Boeing Steps Up C-17 Leasing
"We need to deliver the best four-aircraft lease program
the world has ever seen" if other nations are to follow the
lead of the Royal Air Force and sign up for Boeing's C-17 military
transport, says Stuart Thomson, of business development VP at
Boeing's airlift and tanker group.
The RAF accepted the first of four C-17s on long-term lease last
month. "We consider it to be a huge victory," Thomson
told Show News. "It has been a long time coming-we started
working this deal in 1992."
The importance of signing up the UK as the first foreign customer
is not lost on Boeing. To have a Union Jack and RAF roundels on
the C-17 makes it a giant billboard-"they are like a stamp
of quality" Thomson says, sending a signal that won't be
lost to such other prospective nations as Canada and Australia
as the British C-17s deploy around the world.
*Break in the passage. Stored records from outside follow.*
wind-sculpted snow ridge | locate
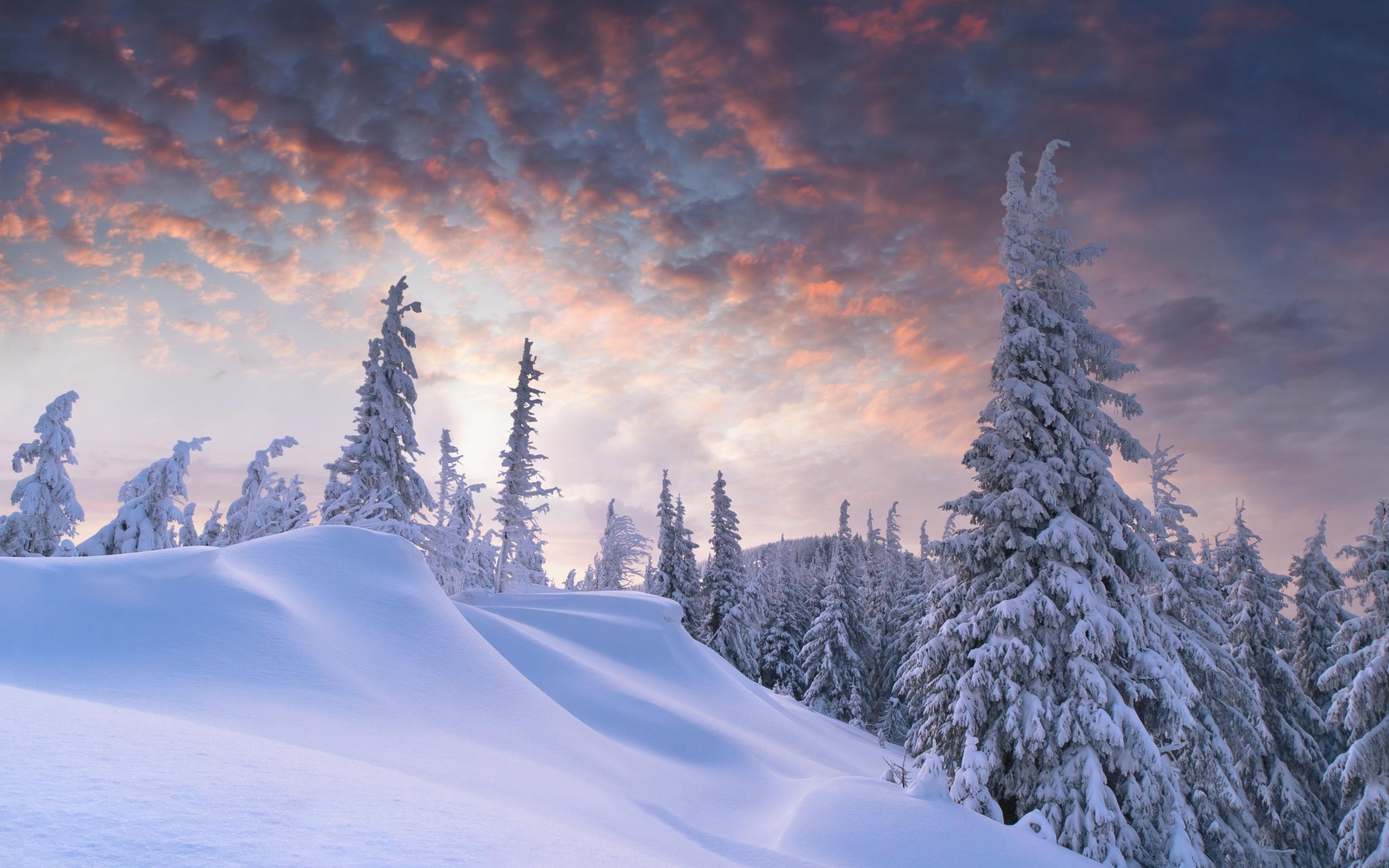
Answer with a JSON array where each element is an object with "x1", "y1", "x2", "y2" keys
[{"x1": 0, "y1": 526, "x2": 1093, "y2": 868}]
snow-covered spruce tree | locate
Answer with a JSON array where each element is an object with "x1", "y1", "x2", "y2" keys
[
  {"x1": 709, "y1": 563, "x2": 768, "y2": 680},
  {"x1": 800, "y1": 500, "x2": 868, "y2": 721},
  {"x1": 1288, "y1": 515, "x2": 1350, "y2": 716},
  {"x1": 593, "y1": 499, "x2": 652, "y2": 590},
  {"x1": 322, "y1": 278, "x2": 434, "y2": 543},
  {"x1": 761, "y1": 538, "x2": 807, "y2": 699},
  {"x1": 1150, "y1": 439, "x2": 1275, "y2": 868},
  {"x1": 218, "y1": 437, "x2": 298, "y2": 546},
  {"x1": 675, "y1": 494, "x2": 704, "y2": 639},
  {"x1": 77, "y1": 437, "x2": 211, "y2": 556},
  {"x1": 1211, "y1": 504, "x2": 1335, "y2": 868},
  {"x1": 0, "y1": 392, "x2": 85, "y2": 556},
  {"x1": 899, "y1": 142, "x2": 1190, "y2": 865},
  {"x1": 1320, "y1": 500, "x2": 1389, "y2": 868},
  {"x1": 419, "y1": 427, "x2": 486, "y2": 596},
  {"x1": 492, "y1": 337, "x2": 560, "y2": 590},
  {"x1": 197, "y1": 500, "x2": 226, "y2": 546},
  {"x1": 649, "y1": 471, "x2": 700, "y2": 632},
  {"x1": 704, "y1": 471, "x2": 747, "y2": 644},
  {"x1": 705, "y1": 471, "x2": 761, "y2": 669},
  {"x1": 864, "y1": 503, "x2": 907, "y2": 721}
]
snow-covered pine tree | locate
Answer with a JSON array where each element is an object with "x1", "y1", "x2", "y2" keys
[
  {"x1": 492, "y1": 337, "x2": 560, "y2": 590},
  {"x1": 322, "y1": 278, "x2": 434, "y2": 541},
  {"x1": 197, "y1": 500, "x2": 226, "y2": 546},
  {"x1": 800, "y1": 500, "x2": 868, "y2": 721},
  {"x1": 0, "y1": 392, "x2": 85, "y2": 556},
  {"x1": 1288, "y1": 515, "x2": 1350, "y2": 716},
  {"x1": 1320, "y1": 500, "x2": 1389, "y2": 868},
  {"x1": 1150, "y1": 439, "x2": 1272, "y2": 868},
  {"x1": 899, "y1": 142, "x2": 1190, "y2": 865},
  {"x1": 761, "y1": 538, "x2": 807, "y2": 699},
  {"x1": 705, "y1": 471, "x2": 761, "y2": 669},
  {"x1": 419, "y1": 427, "x2": 488, "y2": 596},
  {"x1": 1213, "y1": 503, "x2": 1335, "y2": 868},
  {"x1": 265, "y1": 474, "x2": 313, "y2": 536},
  {"x1": 178, "y1": 503, "x2": 201, "y2": 546},
  {"x1": 704, "y1": 471, "x2": 747, "y2": 642},
  {"x1": 218, "y1": 437, "x2": 298, "y2": 546},
  {"x1": 671, "y1": 494, "x2": 704, "y2": 639},
  {"x1": 864, "y1": 503, "x2": 907, "y2": 722},
  {"x1": 709, "y1": 552, "x2": 768, "y2": 680},
  {"x1": 593, "y1": 499, "x2": 652, "y2": 590},
  {"x1": 77, "y1": 437, "x2": 211, "y2": 556},
  {"x1": 647, "y1": 471, "x2": 700, "y2": 616}
]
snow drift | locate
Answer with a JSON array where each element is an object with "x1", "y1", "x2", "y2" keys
[{"x1": 0, "y1": 528, "x2": 1093, "y2": 868}]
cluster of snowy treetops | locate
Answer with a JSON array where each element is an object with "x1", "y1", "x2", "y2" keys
[
  {"x1": 0, "y1": 150, "x2": 1389, "y2": 868},
  {"x1": 0, "y1": 278, "x2": 558, "y2": 593}
]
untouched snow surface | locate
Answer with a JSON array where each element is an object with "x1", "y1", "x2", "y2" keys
[{"x1": 0, "y1": 526, "x2": 1093, "y2": 868}]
"We are going to be increasingly responsive now to other
nations," Thomson says. Leasing affords customer countries
the benefits of an $8.5 billion, 12-year development program for
very little upfront investment.
Like everything else with the C-17 Globemaster III program, the
RAF victory was hard won. Boeing continues to wage major battles
for a continuing share of the Pentagon's budget, which has so
far funded just 120 of the $175 million (in 1996 dollars) aircraft.
Some 72 are now in service with the USAF, with final deliveries
slated for November 2004. A further 14 are required for special
forces, but are not yet contracted. The four for the RAF will
bring total projected production as of today to 138.
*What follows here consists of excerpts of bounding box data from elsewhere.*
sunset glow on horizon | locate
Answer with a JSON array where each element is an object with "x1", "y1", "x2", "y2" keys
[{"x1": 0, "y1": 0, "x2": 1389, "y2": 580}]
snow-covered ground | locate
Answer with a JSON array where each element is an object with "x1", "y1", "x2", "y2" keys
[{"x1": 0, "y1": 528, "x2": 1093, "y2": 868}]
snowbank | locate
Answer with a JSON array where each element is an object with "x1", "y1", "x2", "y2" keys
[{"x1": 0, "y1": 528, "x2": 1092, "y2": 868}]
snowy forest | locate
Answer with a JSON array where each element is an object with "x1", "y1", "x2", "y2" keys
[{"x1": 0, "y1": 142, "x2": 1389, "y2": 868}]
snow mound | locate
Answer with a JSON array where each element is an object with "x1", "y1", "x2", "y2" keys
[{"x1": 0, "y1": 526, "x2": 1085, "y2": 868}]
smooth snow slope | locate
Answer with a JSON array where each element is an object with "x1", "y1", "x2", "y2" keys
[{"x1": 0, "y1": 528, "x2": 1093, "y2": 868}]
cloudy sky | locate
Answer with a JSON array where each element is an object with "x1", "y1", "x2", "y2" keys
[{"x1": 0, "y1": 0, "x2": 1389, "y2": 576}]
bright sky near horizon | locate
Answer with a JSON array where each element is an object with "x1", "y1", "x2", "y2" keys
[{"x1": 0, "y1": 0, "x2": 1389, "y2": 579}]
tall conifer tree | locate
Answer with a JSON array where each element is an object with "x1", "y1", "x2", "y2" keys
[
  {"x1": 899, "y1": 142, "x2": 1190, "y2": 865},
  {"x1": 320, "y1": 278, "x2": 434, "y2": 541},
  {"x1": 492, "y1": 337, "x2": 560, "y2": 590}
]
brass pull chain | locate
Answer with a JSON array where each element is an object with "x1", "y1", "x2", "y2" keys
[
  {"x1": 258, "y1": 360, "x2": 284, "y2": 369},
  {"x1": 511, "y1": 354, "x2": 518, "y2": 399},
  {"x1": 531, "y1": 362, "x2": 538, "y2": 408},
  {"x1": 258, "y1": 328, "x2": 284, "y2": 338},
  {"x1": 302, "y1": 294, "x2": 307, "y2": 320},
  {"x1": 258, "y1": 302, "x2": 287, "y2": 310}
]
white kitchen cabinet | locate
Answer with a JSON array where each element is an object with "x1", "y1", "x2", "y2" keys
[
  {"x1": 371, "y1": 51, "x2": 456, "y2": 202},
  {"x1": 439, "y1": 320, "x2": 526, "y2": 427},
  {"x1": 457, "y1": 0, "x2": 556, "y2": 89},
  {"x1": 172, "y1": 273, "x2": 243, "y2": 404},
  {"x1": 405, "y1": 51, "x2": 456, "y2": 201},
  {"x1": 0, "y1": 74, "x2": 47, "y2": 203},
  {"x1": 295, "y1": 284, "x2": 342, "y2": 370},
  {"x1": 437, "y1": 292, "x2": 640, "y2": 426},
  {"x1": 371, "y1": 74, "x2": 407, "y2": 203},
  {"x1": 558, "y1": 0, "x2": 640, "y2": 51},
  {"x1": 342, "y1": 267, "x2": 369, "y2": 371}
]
"We believe our future beyond that looks reasonably positive
as defense mobility will continue to be important," said
Thomson. "It looks as though production will be continuing."
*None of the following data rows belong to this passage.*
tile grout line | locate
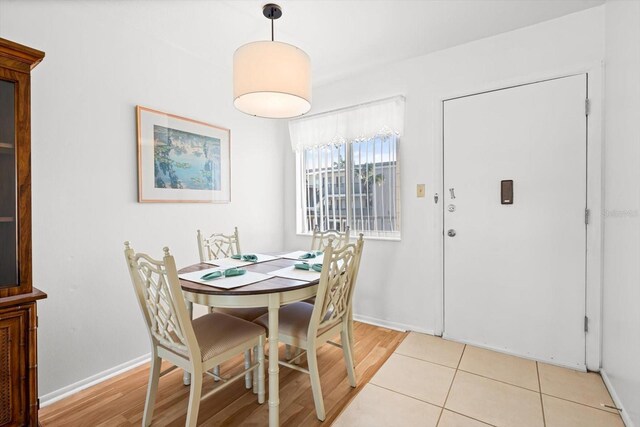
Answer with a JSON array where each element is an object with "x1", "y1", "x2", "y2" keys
[
  {"x1": 536, "y1": 361, "x2": 547, "y2": 427},
  {"x1": 436, "y1": 344, "x2": 467, "y2": 427},
  {"x1": 394, "y1": 349, "x2": 464, "y2": 369},
  {"x1": 459, "y1": 369, "x2": 540, "y2": 394},
  {"x1": 367, "y1": 383, "x2": 440, "y2": 408},
  {"x1": 443, "y1": 409, "x2": 497, "y2": 427},
  {"x1": 541, "y1": 393, "x2": 620, "y2": 415}
]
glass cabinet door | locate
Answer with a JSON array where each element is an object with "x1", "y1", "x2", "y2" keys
[{"x1": 0, "y1": 80, "x2": 19, "y2": 289}]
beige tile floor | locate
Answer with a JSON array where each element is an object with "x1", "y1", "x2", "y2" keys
[{"x1": 333, "y1": 332, "x2": 624, "y2": 427}]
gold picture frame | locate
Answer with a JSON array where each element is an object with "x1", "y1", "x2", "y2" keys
[{"x1": 136, "y1": 105, "x2": 231, "y2": 203}]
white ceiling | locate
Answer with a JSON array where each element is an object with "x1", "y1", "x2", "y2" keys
[{"x1": 102, "y1": 0, "x2": 604, "y2": 85}]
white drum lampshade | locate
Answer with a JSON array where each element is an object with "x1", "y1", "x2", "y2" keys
[{"x1": 233, "y1": 4, "x2": 311, "y2": 119}]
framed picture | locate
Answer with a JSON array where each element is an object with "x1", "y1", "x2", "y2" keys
[{"x1": 136, "y1": 105, "x2": 231, "y2": 203}]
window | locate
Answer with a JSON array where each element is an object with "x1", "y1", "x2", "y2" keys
[{"x1": 290, "y1": 98, "x2": 404, "y2": 239}]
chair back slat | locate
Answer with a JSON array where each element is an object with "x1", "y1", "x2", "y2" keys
[
  {"x1": 198, "y1": 227, "x2": 240, "y2": 262},
  {"x1": 311, "y1": 226, "x2": 350, "y2": 251},
  {"x1": 125, "y1": 242, "x2": 197, "y2": 358},
  {"x1": 309, "y1": 234, "x2": 364, "y2": 336}
]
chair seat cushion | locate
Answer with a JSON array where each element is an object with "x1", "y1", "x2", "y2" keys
[
  {"x1": 192, "y1": 313, "x2": 265, "y2": 362},
  {"x1": 213, "y1": 307, "x2": 269, "y2": 322},
  {"x1": 254, "y1": 301, "x2": 333, "y2": 341}
]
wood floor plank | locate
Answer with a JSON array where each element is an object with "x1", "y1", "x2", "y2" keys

The bright star in the program is the C-17 itself, which is routinely
the most heavily tasked aircraft in USAF inventory. It is scoring
a mission-capable readiness rate of 80-85% while some aircraft
undergo retrofit of new equipment requested by the USAF, but has
other wise consistently shown 95% reliability once on a mission,
and a 97% mission-ready rate during the first 30 days of Kosovo.